Geregistreerd: 11 juni 2013
Locatie: Vlaanderen, België, Europa
Berichten: 4.345
Standaard

Bron: Apache

Projectontwikkelaars die betalen voor de opmaak van een ruimtelijk uitvoeringsplan op maat. Het is onwettig en toch gebeurt het geregeld. Onder meer bij grote Antwerpse bouwprojecten zoals de Slachthuissite, de geplande torens aan de Pelikaanstraat of de Van Thillotoren van De Persgroep, betaalden ontwikkelaars de stad voor de opmaak van het plan dat de krijtlijnen vastlegt waarbinnen ze mogen bouwen.

Op 14 juli 2017 zette het (toenmalige) college van burgemeester Bart De Wever (N-VA) het licht op groen voor het ondertekenen van een contract met projectontwikkelaar Cordeel. Die laatste betaalt de stad 84.942 euro voor de opmaak van een ruimtelijke uitvoeringsplan (RUP).

Het door Cordeel betaalde RUP ‘Pelikaanstraat’ dat in aanmaak is, zet de deur open voor de lucratieve bouw van twee torens van 100 meter hoog en een toren van 50 meter, op een boogscheut van het Centraal Station.

Het project voorziet verder in de aanleg van 1.150 parkeerplaatsen, pal in het stadscentrum. Mobiliteitsexperten waarschuwen voor een dramatische verslechtering van de nu al problematische verkeerssituatie die er het gevolg van zou zijn.


(Beeld: Hoogbouwrapport – Locatiegeschiktheid Pelikaanstraat)

Onwettig

Een RUP opmaken, zo specifieert het decreet ruimtelijke orde, is per definitie een zaak van algemeen belang. Een RUP dient dus niet, of zeker niet uitsluitend, het belang van een projectontwikkelaar die baat heeft bij plannen die rekening houden met zijn concrete verzuchtingen.

Wanneer een projectontwikkelaar de stad betaalt voor de opmaak van een plan dat de krijtlijnen vastlegt van hoe hoog, breed en dens er kan worden gebouwd, wekt dat de indruk dat de stad tegen betaling maatwerk levert voor de bouwpromotor. Dat is a fortiori het geval wanneer het gaat om zogenaamde ‘postzegel’- of ‘zakdoek-RUP’s’ die volledig op maat worden geschreven van een ontwikkelaar.

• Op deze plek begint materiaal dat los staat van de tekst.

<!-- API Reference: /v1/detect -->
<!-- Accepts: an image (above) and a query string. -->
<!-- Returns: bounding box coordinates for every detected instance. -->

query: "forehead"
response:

Die aanpak waarbij politiek en projectontwikkelaars elkaar vinden, wekt niet enkel de indruk van belangenvermenging, het is ook onwettig. Dat blijkt duidelijk uit een antwoord dat (toenmalig) Vlaams minister Dirk Van Mechelen (Open VLD), bevoegd voor Ruimtelijk Ordening al op 19 december 2007 gaf, op een vraag van Eric Van Rompuy (CD&V).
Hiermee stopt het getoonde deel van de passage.